Chapter 15 describes a relational database system for storing, managing, and utilizing multilocation, multiyear variety trial data. Chapter 16 describes experimental designs for crop variety trials and breeding nurseries. Most of the biplot analysis and conventional analyses, plus data management and experimental design, are conducted using the GGEbiplot software (www.ggebiplot.com). So the modules and functions of GGEbiplot are systematically but succinctly introduced in the penultimate chapter (Chapter 17). As a crop breeder and the developer of the software I use it for almost all aspects in my breeding work, from experimental design to data management, data analysis, and decision-making. Its high efficiency and user-friendliness allowed me time to write research papers and edit/review manuscripts for many scientific journals, in addition to running a productive oat breeding program.

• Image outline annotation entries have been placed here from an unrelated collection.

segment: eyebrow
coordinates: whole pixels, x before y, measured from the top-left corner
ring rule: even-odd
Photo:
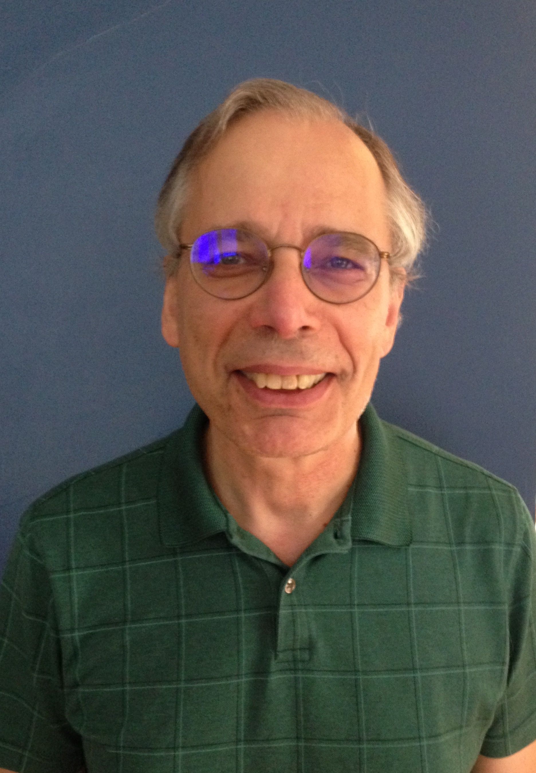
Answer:
[[[261,226],[259,223],[255,223],[253,220],[240,220],[238,223],[232,223],[226,226],[216,226],[215,228],[238,228],[244,231],[249,231],[251,233],[255,233],[256,236],[260,237],[270,247],[270,242],[273,241],[271,236],[268,233],[268,230],[263,226]],[[340,228],[332,228],[331,226],[317,226],[316,228],[307,231],[306,241],[310,243],[317,237],[321,236],[323,233],[342,233]]]

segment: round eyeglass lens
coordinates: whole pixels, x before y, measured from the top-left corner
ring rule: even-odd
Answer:
[[[324,233],[310,243],[302,273],[311,292],[331,303],[349,303],[372,288],[382,258],[371,241],[357,233]]]
[[[202,233],[190,251],[194,278],[216,298],[239,298],[254,292],[264,281],[269,262],[264,242],[237,228]]]

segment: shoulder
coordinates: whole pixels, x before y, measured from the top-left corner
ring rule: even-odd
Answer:
[[[485,487],[492,486],[509,493],[517,492],[511,483],[503,480],[479,465],[463,459],[434,445],[408,430],[382,421],[384,428],[402,452],[408,471],[422,482],[427,475],[436,478],[441,471],[446,482],[466,482]],[[417,482],[417,480],[415,481]]]
[[[455,542],[534,543],[534,523],[514,485],[407,430],[382,424],[418,516],[435,513]]]
[[[70,516],[112,512],[125,505],[154,499],[165,450],[180,433],[177,430],[54,486],[24,513],[21,534],[39,531],[42,523],[50,529],[55,522],[63,525]]]

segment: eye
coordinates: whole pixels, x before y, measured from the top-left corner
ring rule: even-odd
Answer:
[[[241,263],[246,262],[246,256],[243,254],[232,252],[220,252],[215,256],[215,263],[219,263],[222,266],[238,266]]]
[[[357,270],[362,271],[365,267],[361,263],[351,261],[349,257],[340,257],[338,255],[327,258],[324,265],[326,268],[334,268],[340,271]]]

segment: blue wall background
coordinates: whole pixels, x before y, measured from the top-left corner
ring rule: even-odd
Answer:
[[[0,567],[35,497],[192,404],[160,336],[154,201],[186,135],[252,77],[334,98],[395,151],[437,227],[375,403],[534,511],[533,0],[6,5]]]

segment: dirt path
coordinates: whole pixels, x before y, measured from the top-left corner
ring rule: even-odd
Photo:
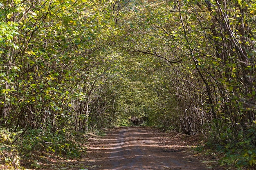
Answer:
[[[122,127],[108,133],[99,142],[90,139],[93,144],[88,154],[92,155],[91,162],[94,165],[89,170],[207,169],[186,154],[185,144],[182,141],[177,144],[177,139],[157,130]]]

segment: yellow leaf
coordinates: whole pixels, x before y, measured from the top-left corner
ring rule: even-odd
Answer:
[[[31,14],[32,14],[32,15],[34,15],[34,16],[37,16],[37,14],[36,14],[36,13],[35,13],[34,12],[31,12]]]

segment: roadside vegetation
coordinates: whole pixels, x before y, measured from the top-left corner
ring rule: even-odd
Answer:
[[[254,0],[2,1],[1,164],[79,157],[84,134],[136,117],[255,168],[256,16]]]

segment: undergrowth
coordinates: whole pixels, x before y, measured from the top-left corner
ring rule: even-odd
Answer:
[[[54,133],[34,129],[22,133],[1,128],[0,169],[21,168],[20,160],[29,159],[34,151],[67,158],[79,157],[86,152],[82,145],[85,140],[83,134],[66,132],[64,129]]]
[[[204,148],[205,154],[216,154],[221,166],[237,170],[256,169],[256,132],[255,128],[250,128],[246,133],[238,132],[236,139],[232,138],[228,132],[222,132],[217,141],[212,136]],[[198,149],[200,152],[202,148]]]

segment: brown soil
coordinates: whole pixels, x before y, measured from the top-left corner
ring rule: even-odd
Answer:
[[[84,144],[86,153],[80,158],[65,159],[37,152],[21,164],[30,170],[222,169],[206,168],[213,164],[203,163],[201,160],[207,163],[214,159],[205,161],[209,159],[193,152],[191,148],[201,144],[199,136],[141,127],[116,128],[106,133],[105,137],[87,135]]]
[[[95,166],[88,169],[209,169],[190,155],[189,148],[193,146],[187,145],[195,144],[191,139],[149,128],[116,128],[100,140],[90,137],[88,155]]]

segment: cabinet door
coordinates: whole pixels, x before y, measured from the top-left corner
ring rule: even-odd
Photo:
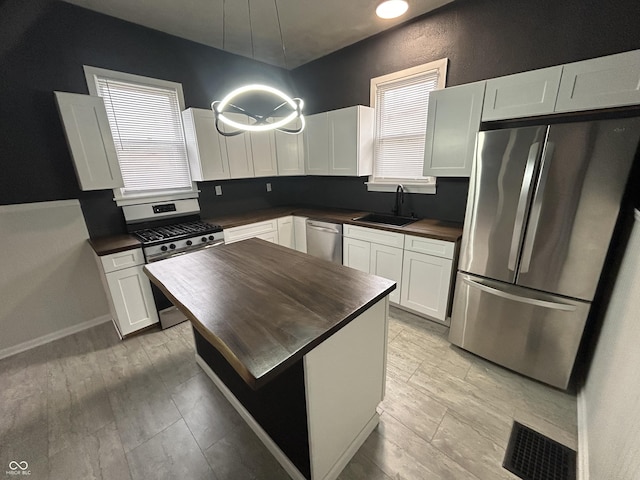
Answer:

I write this book as a hands-on plant breeder. All issues addressed in this book are real problems identified from my own breeding work. In fact, since my target region is Eastern Canada, the sample data used in this book are mostly real data from the oat variety trials conducted in Eastern Canada or across Canada. This is out of convenience, but also ensures that the topics are relevant, methods are valid, and conclusions are meaningful and verifiable. This book is written for plant breeders/agronomists who conduct and analyze variety trials and statisticians who work with them. I hope that breeders/agronomists will find the book useful in providing the theoretical framework and a holistic picture about crop variety trials, in providing solutions to experimental design, data management, and data analysis at various levels and aspects, and in clarifying some long-standing confusions related to genotype-by-environment data analysis and stability analysis. I also hope that statisticians will find this book useful in understanding the problems facing plant breeders/agronomists to make their assistance more relevant and efficient. This book is also written for graduate students in the areas of plant breeding, genetics, agronomy, and applied statistics so that they are better prepared as future plant breeders, agronomists, and agricultural statisticians.